While they look like something you'd leave out for the birds, they were absolutely delicious -- sweet but not cloying; moist but not heavy; and seedy without being too crunchy. I liked that the kids thought them a treat, but didn't suffer from any post-sugar infusion crashes afterwards.
I did feel a niggle while baking these in that they're not very sustainable if you're thinking about feeding yourself using local, seasonal or low-impact ingredients. For example, while I can get Red Fife flour from down the road, I don't know any farm in Ontario growing coconuts.

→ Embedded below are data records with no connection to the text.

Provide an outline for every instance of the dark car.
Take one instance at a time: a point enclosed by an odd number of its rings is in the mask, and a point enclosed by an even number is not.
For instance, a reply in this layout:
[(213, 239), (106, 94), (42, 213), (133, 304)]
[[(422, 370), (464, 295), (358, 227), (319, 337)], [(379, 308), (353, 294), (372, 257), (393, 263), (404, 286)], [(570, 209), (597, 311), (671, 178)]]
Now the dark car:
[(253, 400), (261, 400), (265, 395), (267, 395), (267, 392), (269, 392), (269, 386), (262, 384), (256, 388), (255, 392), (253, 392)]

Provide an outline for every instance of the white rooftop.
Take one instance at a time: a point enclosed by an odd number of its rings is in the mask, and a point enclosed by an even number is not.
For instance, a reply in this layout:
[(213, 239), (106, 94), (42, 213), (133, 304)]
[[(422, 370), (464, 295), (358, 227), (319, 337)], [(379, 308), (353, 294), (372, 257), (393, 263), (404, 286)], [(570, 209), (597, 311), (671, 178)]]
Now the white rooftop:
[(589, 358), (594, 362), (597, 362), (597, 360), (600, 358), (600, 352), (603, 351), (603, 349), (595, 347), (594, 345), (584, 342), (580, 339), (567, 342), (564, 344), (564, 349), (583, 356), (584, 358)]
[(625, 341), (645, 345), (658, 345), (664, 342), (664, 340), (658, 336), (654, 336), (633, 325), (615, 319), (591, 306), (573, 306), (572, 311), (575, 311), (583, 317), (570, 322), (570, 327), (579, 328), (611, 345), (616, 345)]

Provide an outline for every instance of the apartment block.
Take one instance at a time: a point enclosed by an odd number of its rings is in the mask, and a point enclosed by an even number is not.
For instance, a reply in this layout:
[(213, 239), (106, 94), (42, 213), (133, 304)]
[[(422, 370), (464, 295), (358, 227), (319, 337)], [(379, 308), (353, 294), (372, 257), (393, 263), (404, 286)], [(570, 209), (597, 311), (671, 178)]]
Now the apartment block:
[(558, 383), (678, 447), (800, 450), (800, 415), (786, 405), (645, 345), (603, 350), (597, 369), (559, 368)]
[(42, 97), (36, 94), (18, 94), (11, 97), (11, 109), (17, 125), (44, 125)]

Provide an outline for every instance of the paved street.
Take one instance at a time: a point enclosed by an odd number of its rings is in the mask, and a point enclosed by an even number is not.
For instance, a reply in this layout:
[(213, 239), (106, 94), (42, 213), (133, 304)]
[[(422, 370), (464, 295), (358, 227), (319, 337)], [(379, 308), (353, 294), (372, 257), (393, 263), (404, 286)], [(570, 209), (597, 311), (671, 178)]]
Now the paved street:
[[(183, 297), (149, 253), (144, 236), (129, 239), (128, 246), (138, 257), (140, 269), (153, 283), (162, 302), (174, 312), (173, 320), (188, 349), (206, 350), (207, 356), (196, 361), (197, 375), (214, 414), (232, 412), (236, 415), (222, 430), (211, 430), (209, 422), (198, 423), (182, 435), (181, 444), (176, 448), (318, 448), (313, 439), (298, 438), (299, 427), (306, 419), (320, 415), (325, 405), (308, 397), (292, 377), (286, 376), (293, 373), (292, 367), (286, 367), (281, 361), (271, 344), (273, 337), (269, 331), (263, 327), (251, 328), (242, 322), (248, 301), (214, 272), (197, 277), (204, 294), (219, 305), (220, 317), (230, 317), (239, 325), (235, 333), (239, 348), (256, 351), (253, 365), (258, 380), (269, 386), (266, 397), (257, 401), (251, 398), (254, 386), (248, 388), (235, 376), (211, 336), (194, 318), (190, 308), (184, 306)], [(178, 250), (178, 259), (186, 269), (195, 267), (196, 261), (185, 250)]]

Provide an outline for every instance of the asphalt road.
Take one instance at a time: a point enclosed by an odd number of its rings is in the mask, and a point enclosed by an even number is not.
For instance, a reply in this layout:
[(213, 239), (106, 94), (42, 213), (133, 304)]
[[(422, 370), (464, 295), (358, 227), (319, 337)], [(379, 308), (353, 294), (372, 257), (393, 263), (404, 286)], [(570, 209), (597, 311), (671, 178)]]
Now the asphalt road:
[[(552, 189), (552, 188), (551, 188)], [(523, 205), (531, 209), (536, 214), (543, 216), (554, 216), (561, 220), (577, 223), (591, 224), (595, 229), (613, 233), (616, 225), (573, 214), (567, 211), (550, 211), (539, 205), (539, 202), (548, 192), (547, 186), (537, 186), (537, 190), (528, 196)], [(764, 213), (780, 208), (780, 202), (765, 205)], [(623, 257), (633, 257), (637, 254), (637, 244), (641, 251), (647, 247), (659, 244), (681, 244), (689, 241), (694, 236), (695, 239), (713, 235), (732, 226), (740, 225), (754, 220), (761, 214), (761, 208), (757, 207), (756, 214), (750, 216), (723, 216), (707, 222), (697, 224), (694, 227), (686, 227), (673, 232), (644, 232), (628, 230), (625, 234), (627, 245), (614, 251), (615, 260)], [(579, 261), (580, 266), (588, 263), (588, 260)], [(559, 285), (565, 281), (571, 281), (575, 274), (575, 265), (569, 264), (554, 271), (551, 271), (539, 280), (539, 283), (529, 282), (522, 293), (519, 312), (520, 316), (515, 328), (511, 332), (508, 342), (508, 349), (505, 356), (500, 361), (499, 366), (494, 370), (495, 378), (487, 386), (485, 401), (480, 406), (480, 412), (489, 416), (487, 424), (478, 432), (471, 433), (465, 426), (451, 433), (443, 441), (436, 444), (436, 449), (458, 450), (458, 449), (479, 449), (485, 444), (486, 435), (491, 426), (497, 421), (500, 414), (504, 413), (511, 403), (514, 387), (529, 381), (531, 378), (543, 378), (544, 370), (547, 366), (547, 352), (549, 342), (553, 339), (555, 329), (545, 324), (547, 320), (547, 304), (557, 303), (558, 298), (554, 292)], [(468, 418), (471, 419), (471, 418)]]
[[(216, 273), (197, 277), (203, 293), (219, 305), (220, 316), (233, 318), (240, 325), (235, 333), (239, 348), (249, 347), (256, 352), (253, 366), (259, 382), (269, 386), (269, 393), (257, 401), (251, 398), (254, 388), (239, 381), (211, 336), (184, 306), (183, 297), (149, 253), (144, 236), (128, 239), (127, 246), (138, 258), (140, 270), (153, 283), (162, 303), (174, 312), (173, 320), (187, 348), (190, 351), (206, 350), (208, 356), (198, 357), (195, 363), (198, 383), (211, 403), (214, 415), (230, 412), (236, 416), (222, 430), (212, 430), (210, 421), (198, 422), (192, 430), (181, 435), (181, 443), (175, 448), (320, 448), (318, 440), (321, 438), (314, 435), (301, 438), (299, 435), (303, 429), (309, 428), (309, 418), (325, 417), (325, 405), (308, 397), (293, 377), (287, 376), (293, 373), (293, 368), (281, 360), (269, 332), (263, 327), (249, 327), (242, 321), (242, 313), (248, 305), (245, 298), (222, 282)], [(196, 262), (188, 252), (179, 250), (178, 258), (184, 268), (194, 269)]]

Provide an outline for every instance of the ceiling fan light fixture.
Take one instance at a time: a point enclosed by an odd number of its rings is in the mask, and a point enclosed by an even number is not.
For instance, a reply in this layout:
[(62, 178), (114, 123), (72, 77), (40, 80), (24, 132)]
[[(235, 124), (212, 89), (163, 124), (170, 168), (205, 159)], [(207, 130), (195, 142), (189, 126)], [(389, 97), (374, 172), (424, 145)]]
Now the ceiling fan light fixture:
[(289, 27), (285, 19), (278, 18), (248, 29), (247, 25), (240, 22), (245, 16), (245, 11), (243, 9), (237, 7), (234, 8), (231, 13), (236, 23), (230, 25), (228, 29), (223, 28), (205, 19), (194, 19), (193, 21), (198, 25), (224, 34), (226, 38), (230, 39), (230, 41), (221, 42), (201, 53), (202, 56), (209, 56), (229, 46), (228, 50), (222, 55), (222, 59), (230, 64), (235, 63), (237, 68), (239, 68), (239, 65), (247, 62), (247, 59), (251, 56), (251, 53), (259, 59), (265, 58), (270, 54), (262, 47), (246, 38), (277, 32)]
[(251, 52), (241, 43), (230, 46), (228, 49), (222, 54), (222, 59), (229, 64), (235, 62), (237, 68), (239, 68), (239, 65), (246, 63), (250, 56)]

But then again, I still drink (fair trade) coffee, treat myself to the odd avocado, and include bananas in the kids' smoothies, alongside with local berries.
While food has become so politicized and an ever spinning carousel of pundits tell us what we should and should not eat, I'm trying to create our own "diet" -- one that is tasty, nutrient-rich, chemical-free, seasonal, local, sustainable and humanely raised, while taking into account the limitations of living in a northern climate. It's still a tall order, but I think it's important to at least consider these criteria when selecting ingredients and recipes. I'm by no means a purist, and some might call me hypocritical as I often feel like I'm working with a moving target, but it can be exhausting, overwhelming and downright paralyzing to vet every morsel of food that comes into my kitchen. (Still, there are some places I won't compromise -- I refuse to buy factory-farmed grocery store meat anymore, for example, because I will not support a system that is predicated on the extreme and long-term suffering of animals and the degradation of our planet.)
Perhaps rather than preach a particular food dogma, we need to get back to to enjoying, no celebrating, food as something more than just fuel for the body. And sometimes that means baking a really delicious muffin, coconut flour and all.